I discovered this recording around 2001. It was the missing link recording of live SPZ that I'd been searching for for years without any success. It captures them at a transitional point in their career between "Lazer Guided Melodies" and "Pure Phase". They were still frequently described as "space rock" or "ambient rock" even though this recording clearly indicates that they didn't sound much like either. Instead, they were well on their way to perfecting the noisy jazz freakouts they'd be more famous for after "Ladies and Gentlemen We Are Floating In Space" dropped a few years later.
At the time of this concert, Jason was about half way through the post-recording/mixing period of "Pure Phase". By the time the album was eventually released, it sounded nothing like their concerts from the summer of '94. By spring of '95 they were somehow an ambient rock outfit again, at least on record. Jason's voice is missing or distorted almost completely out of earshot on half of "Pure Phase". The concert is a vision of "Pure Phase" that was never realized. Every song is in the same key and the set comes off as one hour long blare of constant-toned noise. Where "Pure Phase" purrs and relaxes your, this show sears them off.

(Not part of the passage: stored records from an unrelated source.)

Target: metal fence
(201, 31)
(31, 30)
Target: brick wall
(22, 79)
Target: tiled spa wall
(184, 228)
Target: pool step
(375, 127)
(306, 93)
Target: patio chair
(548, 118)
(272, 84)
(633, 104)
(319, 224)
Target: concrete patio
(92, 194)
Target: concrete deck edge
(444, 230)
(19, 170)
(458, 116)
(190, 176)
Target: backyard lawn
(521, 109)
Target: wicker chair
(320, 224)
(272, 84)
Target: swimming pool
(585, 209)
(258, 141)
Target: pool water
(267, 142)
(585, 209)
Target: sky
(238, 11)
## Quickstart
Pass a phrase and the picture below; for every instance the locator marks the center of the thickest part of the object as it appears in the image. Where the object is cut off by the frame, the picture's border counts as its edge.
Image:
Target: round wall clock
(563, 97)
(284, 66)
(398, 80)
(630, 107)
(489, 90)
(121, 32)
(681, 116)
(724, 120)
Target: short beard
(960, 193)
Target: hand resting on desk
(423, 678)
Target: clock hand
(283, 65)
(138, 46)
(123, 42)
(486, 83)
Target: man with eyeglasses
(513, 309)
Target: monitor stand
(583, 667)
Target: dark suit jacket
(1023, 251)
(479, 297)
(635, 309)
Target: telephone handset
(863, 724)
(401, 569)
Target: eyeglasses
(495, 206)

This concert offers a glimpse into how "Pure Phase" might have sounded if Jason had went full steam ahead with the guitar-heavy sound he preserved in one of the channels in the final mix. It features "Take Good Care of It" and its glorious coda before he transformed it into something else completely on the album and then ignored it for the rest of his career. It includes incendiary live versions of "I Want You" and "Sway" that were also soon to be banished to hardly ever played again oblivion. It has a jaw-dropping version of "The Slide Song" that incinerates the blissed out version that made it onto "Pure Phase". As far as I can tell, this song was never played by SPZ at all outside of a few live shows in the summer of '94,
Finally, after spending more than a year mixing the album, they went out on tour and hardly played any songs from it. And they still hardly ever play any songs from it, although songs like "Lay Back In the Sun" and "Medication" did finally creep back into live sets during the "Sweet Heart Sweet Light" tours. Not coincidentally, post-2011 SPZ is more unpredictable than any version of the band since 1994 or so. From 1995-2002 they were a powerful live outfit, but you could bet the farm on the "Cop Shoot Cop/Shine A Light/Electric Mainline/Electricity" section filling up half the concert, more often than not exactly in that order. They'd improvise in parts and things would never sound the same way twice, but the set list was just about set in stone. None of their live shows before or since resemble what they did in the summer of '94.